With nearly a trillion dollars of generational wealth to be transferred over the next decade, our client turned to innovation design to transform their estates practice.
Banks are frequently asked to help settle the estates of deceased clients, a task that can involve many business groups across the institution – from resolving credit and insurance issues to handling investments to closing or updating accounts. The challenge facing the bank was centred around two things. First, our client had to overcome the taboo surrounding death in order to deliver a strong service that remained empathetic. Second, the bank had no formal process to engage the multiple teams it would take to settle an estate.
Improving the estates experience is an urgent one. Analysts predict that baby boomers will transfer nearly a trillion dollars to beneficiaries over the next decade. To tackle this critical challenge, a major Canadian bank approached us with two goals:
- Deliver the best customer experience in estates. Not only is competition heating up, but the opportunity to thrive within this segment is a business imperative.
- Build in-house service design capabilities, to build a better estates journey today and better services for tomorrow.
Our client had already worked towards improving their estates service, but their focus was on high-level operational improvements. Achieving their goal of offering the best customer service in the industry required them to rethink estates from the ground up. The strategy was based on engaging customers and employees across the bank as design partners and rebuilding the practice based on their priorities.
Achieving their goal of offering the best customer service in the industry required them to rethink estates from the ground up.
Our process began with intensive workshops with diverse stakeholders; people planning their own estates, family members, executors, front-line branch staff and senior bank leaders. Customers and bank employees worked in teams to map the customer journey and identify ways to make it better.

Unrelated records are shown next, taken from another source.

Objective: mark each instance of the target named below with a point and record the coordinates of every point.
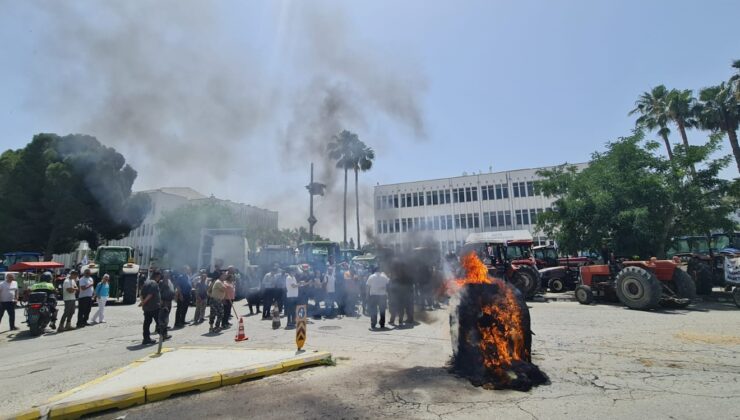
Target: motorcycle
(38, 312)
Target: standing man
(8, 298)
(269, 290)
(69, 288)
(167, 295)
(377, 294)
(218, 293)
(182, 295)
(291, 292)
(201, 297)
(330, 279)
(230, 294)
(102, 291)
(150, 304)
(86, 285)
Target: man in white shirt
(69, 288)
(291, 294)
(8, 298)
(377, 285)
(86, 285)
(330, 279)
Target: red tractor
(640, 285)
(508, 255)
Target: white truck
(225, 247)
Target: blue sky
(507, 84)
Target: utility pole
(314, 188)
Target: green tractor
(118, 263)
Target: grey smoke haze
(190, 104)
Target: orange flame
(502, 341)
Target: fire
(500, 327)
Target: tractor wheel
(129, 289)
(556, 285)
(703, 279)
(638, 288)
(584, 295)
(526, 280)
(683, 286)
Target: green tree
(362, 160)
(651, 106)
(719, 111)
(341, 149)
(59, 190)
(636, 199)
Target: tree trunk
(732, 134)
(685, 139)
(357, 206)
(345, 208)
(668, 147)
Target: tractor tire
(584, 295)
(683, 286)
(129, 289)
(703, 279)
(556, 285)
(638, 288)
(526, 279)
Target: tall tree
(653, 116)
(61, 190)
(636, 199)
(340, 149)
(719, 111)
(362, 160)
(680, 107)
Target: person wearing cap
(377, 293)
(201, 297)
(150, 304)
(84, 298)
(8, 298)
(102, 292)
(69, 288)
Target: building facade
(144, 239)
(448, 210)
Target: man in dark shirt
(150, 304)
(182, 294)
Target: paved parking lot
(603, 360)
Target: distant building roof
(184, 192)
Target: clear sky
(233, 98)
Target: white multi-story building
(144, 239)
(447, 210)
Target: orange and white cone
(240, 336)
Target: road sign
(300, 330)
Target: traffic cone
(240, 336)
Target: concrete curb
(161, 390)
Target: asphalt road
(604, 361)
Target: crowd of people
(328, 291)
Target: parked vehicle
(640, 285)
(118, 263)
(507, 254)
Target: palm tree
(340, 149)
(362, 160)
(652, 109)
(719, 110)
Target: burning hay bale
(491, 333)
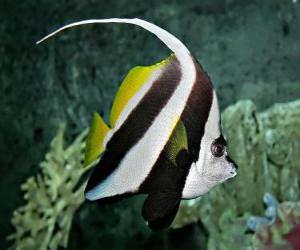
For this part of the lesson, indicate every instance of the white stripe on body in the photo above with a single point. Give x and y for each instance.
(196, 183)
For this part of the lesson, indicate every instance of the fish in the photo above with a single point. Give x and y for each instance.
(164, 137)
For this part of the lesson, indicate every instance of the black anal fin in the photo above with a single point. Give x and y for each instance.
(159, 209)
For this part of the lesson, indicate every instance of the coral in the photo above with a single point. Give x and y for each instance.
(266, 146)
(282, 232)
(52, 198)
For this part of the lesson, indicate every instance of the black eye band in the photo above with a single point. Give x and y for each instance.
(221, 140)
(218, 147)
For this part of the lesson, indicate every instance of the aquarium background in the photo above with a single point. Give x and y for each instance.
(251, 50)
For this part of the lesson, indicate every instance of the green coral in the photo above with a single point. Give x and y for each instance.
(266, 146)
(52, 197)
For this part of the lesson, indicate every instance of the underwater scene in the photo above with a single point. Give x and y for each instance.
(150, 125)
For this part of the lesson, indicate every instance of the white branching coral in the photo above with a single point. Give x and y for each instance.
(52, 197)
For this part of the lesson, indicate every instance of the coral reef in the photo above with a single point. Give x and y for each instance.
(266, 146)
(52, 197)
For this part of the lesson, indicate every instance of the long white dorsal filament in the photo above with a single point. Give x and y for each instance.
(168, 39)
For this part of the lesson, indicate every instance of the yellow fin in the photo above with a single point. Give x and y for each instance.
(135, 79)
(178, 141)
(94, 143)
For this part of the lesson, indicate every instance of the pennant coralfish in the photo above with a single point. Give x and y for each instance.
(164, 138)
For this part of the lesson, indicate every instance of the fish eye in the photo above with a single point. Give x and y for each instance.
(217, 149)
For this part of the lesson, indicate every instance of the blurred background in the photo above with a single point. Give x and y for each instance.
(250, 49)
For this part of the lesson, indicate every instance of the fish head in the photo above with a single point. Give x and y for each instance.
(216, 164)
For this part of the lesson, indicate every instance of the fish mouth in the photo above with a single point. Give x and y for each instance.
(233, 171)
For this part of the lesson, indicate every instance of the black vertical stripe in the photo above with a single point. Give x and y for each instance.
(137, 123)
(197, 110)
(170, 178)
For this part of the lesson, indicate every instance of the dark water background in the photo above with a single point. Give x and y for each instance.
(251, 50)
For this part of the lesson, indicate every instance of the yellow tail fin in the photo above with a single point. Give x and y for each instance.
(94, 143)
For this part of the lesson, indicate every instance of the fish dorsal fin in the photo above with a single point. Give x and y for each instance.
(133, 82)
(95, 139)
(177, 142)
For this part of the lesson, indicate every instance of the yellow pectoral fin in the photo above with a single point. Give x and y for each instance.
(132, 83)
(178, 141)
(94, 144)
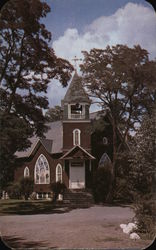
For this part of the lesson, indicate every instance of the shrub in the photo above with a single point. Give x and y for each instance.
(14, 191)
(145, 215)
(57, 188)
(26, 187)
(122, 192)
(101, 183)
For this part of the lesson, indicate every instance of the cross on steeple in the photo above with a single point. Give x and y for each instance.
(75, 61)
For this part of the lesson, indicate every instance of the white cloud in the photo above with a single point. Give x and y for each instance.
(133, 24)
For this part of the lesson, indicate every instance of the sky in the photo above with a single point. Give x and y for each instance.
(78, 25)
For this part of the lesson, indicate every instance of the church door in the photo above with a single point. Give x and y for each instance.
(77, 175)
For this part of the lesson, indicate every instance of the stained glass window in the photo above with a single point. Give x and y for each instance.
(105, 160)
(26, 172)
(42, 172)
(59, 173)
(76, 137)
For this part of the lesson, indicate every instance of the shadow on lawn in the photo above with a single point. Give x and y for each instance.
(30, 208)
(18, 242)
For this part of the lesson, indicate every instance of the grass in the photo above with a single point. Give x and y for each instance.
(115, 239)
(22, 207)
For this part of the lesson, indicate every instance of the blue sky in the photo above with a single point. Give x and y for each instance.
(78, 25)
(80, 13)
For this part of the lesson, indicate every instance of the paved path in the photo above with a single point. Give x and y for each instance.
(95, 227)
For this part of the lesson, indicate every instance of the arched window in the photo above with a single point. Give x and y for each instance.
(26, 172)
(59, 173)
(76, 137)
(42, 172)
(105, 160)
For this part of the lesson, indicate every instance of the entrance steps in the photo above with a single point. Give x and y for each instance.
(78, 198)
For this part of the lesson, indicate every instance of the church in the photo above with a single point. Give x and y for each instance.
(70, 150)
(64, 154)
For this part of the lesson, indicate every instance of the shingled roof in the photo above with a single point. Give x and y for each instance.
(76, 92)
(53, 141)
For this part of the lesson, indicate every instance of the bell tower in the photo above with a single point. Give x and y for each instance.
(77, 135)
(76, 121)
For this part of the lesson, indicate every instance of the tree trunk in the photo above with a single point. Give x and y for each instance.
(109, 197)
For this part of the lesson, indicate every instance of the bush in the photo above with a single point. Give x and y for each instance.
(145, 215)
(26, 187)
(101, 183)
(122, 192)
(14, 191)
(57, 188)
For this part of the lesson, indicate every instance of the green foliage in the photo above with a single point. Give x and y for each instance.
(143, 160)
(54, 114)
(57, 188)
(122, 193)
(120, 78)
(142, 175)
(145, 208)
(14, 191)
(26, 187)
(101, 183)
(27, 65)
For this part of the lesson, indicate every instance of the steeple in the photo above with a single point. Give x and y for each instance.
(75, 92)
(76, 102)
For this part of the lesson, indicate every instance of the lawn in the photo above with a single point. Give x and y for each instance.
(28, 207)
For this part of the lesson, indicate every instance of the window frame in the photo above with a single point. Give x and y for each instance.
(46, 169)
(59, 166)
(25, 170)
(74, 137)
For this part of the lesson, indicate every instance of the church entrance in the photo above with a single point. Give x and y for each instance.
(77, 175)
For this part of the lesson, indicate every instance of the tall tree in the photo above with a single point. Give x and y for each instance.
(27, 65)
(54, 114)
(116, 77)
(143, 157)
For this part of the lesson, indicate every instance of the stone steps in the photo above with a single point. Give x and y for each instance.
(78, 198)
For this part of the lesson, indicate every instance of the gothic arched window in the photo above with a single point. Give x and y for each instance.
(59, 173)
(76, 137)
(26, 172)
(105, 160)
(42, 172)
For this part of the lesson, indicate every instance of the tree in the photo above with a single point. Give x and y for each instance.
(54, 114)
(143, 159)
(142, 178)
(116, 77)
(27, 65)
(26, 187)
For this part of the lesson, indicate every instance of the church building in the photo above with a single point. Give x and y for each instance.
(65, 153)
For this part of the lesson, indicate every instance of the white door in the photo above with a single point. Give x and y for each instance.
(77, 177)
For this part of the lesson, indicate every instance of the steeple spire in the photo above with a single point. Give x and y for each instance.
(75, 59)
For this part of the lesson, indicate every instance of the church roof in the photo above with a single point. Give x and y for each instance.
(73, 151)
(53, 141)
(76, 92)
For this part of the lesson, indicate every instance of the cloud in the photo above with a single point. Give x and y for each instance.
(133, 24)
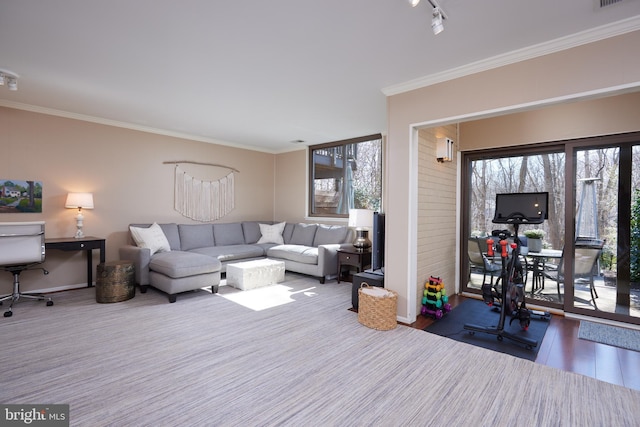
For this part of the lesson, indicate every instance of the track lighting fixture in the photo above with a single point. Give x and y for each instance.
(9, 78)
(438, 16)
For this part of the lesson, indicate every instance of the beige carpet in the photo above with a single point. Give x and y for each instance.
(222, 360)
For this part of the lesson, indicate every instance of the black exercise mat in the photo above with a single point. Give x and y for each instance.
(476, 312)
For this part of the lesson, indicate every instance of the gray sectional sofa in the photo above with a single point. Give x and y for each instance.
(195, 255)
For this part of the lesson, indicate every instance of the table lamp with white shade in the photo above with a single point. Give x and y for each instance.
(79, 201)
(362, 220)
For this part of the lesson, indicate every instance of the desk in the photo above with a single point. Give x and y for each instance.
(353, 257)
(87, 244)
(539, 259)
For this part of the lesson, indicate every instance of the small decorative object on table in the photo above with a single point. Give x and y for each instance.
(534, 239)
(378, 307)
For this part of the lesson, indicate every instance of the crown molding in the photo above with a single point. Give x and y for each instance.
(584, 37)
(124, 125)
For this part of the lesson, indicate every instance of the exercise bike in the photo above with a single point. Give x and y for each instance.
(508, 290)
(513, 275)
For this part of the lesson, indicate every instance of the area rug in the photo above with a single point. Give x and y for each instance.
(478, 313)
(610, 335)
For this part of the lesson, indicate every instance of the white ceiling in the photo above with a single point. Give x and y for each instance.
(262, 74)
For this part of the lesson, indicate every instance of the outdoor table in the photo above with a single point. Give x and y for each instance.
(539, 259)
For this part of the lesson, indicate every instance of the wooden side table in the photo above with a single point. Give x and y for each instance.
(353, 257)
(86, 244)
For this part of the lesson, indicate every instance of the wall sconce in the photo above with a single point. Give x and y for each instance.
(79, 200)
(10, 78)
(362, 220)
(444, 150)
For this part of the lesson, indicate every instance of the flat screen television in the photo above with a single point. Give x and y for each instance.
(521, 208)
(377, 246)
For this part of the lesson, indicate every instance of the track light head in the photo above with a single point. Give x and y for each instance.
(436, 21)
(12, 84)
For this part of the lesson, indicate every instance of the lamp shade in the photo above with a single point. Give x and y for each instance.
(79, 200)
(360, 218)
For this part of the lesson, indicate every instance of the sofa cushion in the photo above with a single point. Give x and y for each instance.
(171, 231)
(328, 234)
(251, 230)
(303, 234)
(183, 264)
(272, 233)
(231, 252)
(228, 234)
(151, 237)
(298, 253)
(195, 236)
(288, 231)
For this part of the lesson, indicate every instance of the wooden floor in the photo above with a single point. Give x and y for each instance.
(561, 348)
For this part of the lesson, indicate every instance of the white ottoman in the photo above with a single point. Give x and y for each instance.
(254, 274)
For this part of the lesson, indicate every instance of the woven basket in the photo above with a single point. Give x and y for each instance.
(115, 282)
(377, 312)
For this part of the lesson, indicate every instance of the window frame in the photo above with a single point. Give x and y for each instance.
(311, 172)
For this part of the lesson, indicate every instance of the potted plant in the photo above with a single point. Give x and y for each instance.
(534, 239)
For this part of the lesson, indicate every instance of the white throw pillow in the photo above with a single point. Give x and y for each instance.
(152, 238)
(272, 233)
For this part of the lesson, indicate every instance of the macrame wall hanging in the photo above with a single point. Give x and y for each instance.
(203, 200)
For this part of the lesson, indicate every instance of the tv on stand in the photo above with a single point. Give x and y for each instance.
(377, 247)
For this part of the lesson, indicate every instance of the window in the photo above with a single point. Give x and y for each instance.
(345, 175)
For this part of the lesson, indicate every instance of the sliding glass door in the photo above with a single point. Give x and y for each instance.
(606, 183)
(590, 258)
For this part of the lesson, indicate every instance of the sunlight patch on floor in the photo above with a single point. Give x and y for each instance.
(264, 298)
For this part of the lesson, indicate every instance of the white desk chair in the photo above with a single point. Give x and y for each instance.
(21, 248)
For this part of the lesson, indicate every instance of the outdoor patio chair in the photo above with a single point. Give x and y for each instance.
(587, 253)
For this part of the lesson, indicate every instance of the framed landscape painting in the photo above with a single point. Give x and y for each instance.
(18, 196)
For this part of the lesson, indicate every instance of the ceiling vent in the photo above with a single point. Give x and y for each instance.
(604, 3)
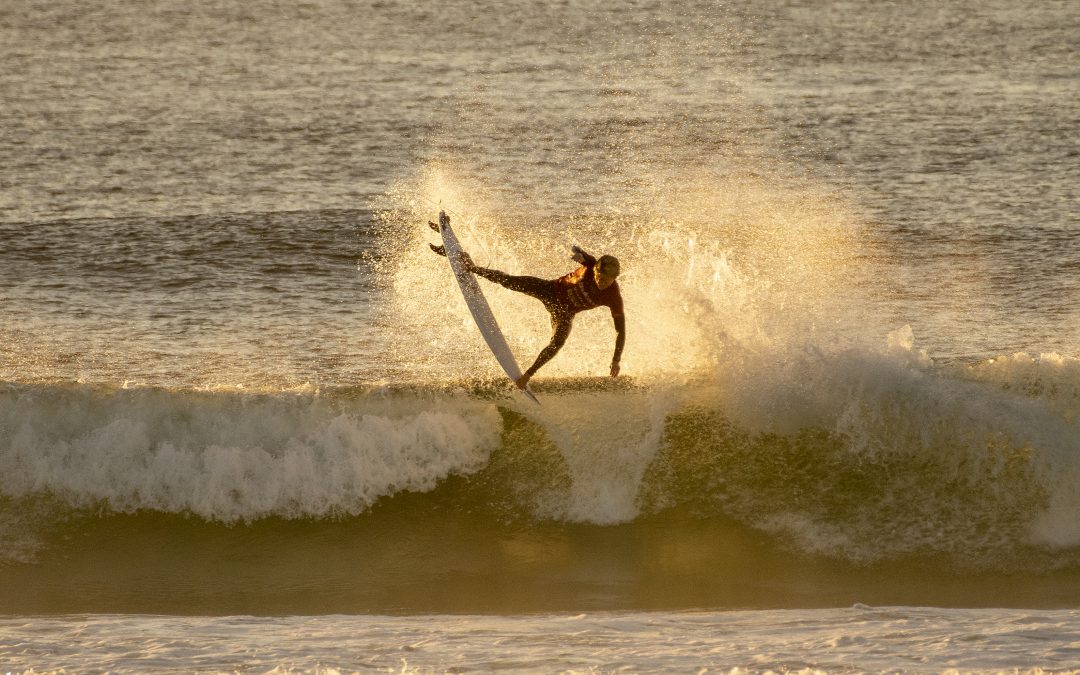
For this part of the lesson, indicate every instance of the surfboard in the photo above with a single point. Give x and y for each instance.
(478, 307)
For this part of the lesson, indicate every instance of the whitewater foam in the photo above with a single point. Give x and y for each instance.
(232, 457)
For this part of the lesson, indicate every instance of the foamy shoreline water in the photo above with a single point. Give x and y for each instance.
(858, 639)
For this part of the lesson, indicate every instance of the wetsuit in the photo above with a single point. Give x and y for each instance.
(563, 298)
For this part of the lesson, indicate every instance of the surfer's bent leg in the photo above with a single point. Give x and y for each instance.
(562, 325)
(535, 286)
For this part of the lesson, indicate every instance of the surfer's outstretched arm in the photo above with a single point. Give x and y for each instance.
(620, 340)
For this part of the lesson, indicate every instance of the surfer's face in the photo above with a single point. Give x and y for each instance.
(603, 280)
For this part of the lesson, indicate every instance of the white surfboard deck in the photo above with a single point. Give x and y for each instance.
(478, 307)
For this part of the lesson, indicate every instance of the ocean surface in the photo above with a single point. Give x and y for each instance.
(247, 424)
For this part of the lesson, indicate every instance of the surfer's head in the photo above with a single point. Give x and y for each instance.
(606, 271)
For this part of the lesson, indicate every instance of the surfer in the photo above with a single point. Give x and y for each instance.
(593, 284)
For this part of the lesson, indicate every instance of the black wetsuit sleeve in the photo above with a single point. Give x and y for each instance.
(620, 340)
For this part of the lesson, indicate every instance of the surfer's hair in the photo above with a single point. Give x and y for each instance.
(608, 266)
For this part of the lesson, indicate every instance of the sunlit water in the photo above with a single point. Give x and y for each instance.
(234, 381)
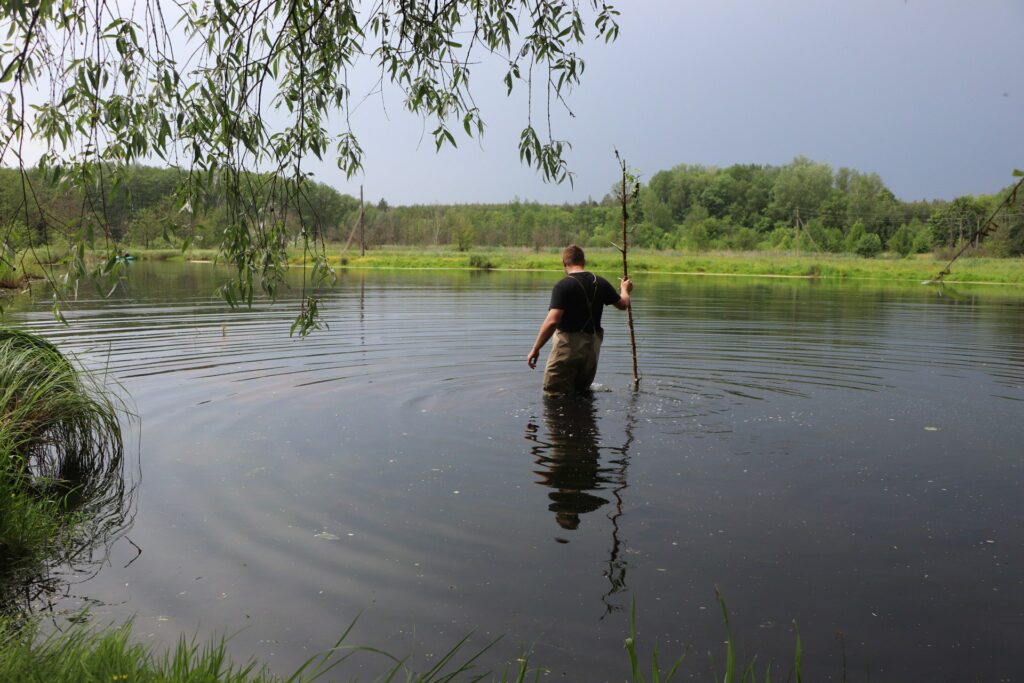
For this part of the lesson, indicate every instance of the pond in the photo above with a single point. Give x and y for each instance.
(844, 457)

Next, the bank’s estates group worked with The Moment to synthesize the research findings, developing typical customer profiles, and defining what excellent service would look like. To reshape estates work across the institution, we engaged with over 150 stakeholders on the research and its implications. We created an interactive gallery in the bank’s offices where people could drop by to reflect and provide input. A takeaway package helped internal stakeholders return to their teams ready to share the findings and apply customer insights to their own work.
Building from the research, we prototyped design concepts and tested ideas with real customers. This allowed us to assess which concepts worked best.
Together with our client, we prototyped several effective tools, including:
- analog and digital orientation tools for customers;
- a digital interface that helped frontline staff navigate sensitive early conversations with bereaved family members; and
- back-end enhancements to help departments collaborate more effectively while adhering to strict privacy rules.
In a year, this major Canadian bank went from knowing it needed to make a change to having a fully articulated, customer-centric service vision and clear next steps for the estates experience.
It now has a growing dedicated service design group in-house and has shifted the perspectives and practices of other team members—and lines of business—across the organization.
The goal of this work was to earn loyalty by delivering exceptional support during a period that’s inherently difficult for customers. Based on staff and customer feedback, our client has laid the right foundations for service excellence and business success during a tectonic shift in Canadians’ financial lives.